Contemporary cloud computing and other centralized data storage scenarios (e.g., datacenters) need a great deal of storage. Contemporary storage systems based upon hard disk storage have hard disks attached directly to server nodes, typically with a single server set up as a file server. During normal operation, when a request for a file comes to this file server, the file server looks up the file system indexes and identifies the physical blocks on the hard drives that contain the file data, reads the individual blocks into memory, sets up a transfer from memory to the network interface, and completes the file transfer over the network interface.

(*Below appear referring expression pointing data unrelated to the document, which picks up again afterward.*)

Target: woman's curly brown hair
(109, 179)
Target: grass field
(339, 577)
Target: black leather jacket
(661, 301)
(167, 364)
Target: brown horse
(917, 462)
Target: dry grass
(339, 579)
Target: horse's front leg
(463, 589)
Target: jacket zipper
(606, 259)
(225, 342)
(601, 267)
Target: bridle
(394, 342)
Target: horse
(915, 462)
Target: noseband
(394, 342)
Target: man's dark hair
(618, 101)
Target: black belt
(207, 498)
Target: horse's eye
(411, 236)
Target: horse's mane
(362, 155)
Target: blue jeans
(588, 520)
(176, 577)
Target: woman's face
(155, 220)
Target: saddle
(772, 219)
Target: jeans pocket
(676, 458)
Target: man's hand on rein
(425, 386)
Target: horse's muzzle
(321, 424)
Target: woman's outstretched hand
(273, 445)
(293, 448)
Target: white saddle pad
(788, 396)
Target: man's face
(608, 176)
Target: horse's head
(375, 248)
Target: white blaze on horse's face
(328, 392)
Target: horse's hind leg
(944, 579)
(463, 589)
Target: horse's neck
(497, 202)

One limitation of such a system is that the size of the file server storage is limited by the number of hard drives that can be attached to the physical machine. Large scale distributed systems overcome this limitation by setting up several such machines as peers and distributing the storage across the machines. Each machine then can have either a global view of the file index, or a local view along with peer communication to get a global view. In general, when a request for a file comes in to one of the servers, e.g., a main server machine, the main server machine identifies the peer machines across which the file blocks are distributed by looking up its local index or asking its peer machines, and requests the file blocks from each of the identified machines. Each peer machine then looks up the blocks among its local hard drives, reads the individual blocks into memory, and transfers the blocks over the network to the main server machine. The main server then assembles the file in memory from the various blocks received from the various peer machines and transfers them back over the network to complete the file transfer.

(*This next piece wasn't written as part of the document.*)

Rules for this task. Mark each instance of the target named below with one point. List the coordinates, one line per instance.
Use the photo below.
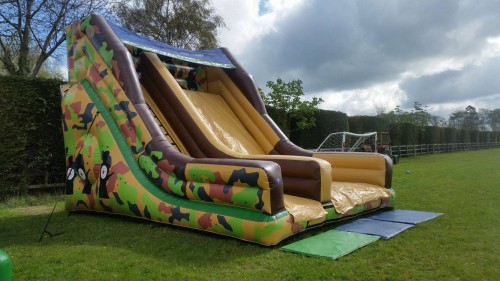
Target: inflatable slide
(182, 137)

However, such a distributed system increases the size and cost of the storage by adding more compute nodes, with the additional computing power of these nodes often. This also leads to waste in the need for additional power and cooling in the datacenters. Further, there is additional bandwidth consumed in transferring the file from the machines with the data to the machine that is completing the file transfer. Moreover, with a main server handling reads and writes by assembling blocks, there is usually a limit on how many hard disks can be attached to a single server node.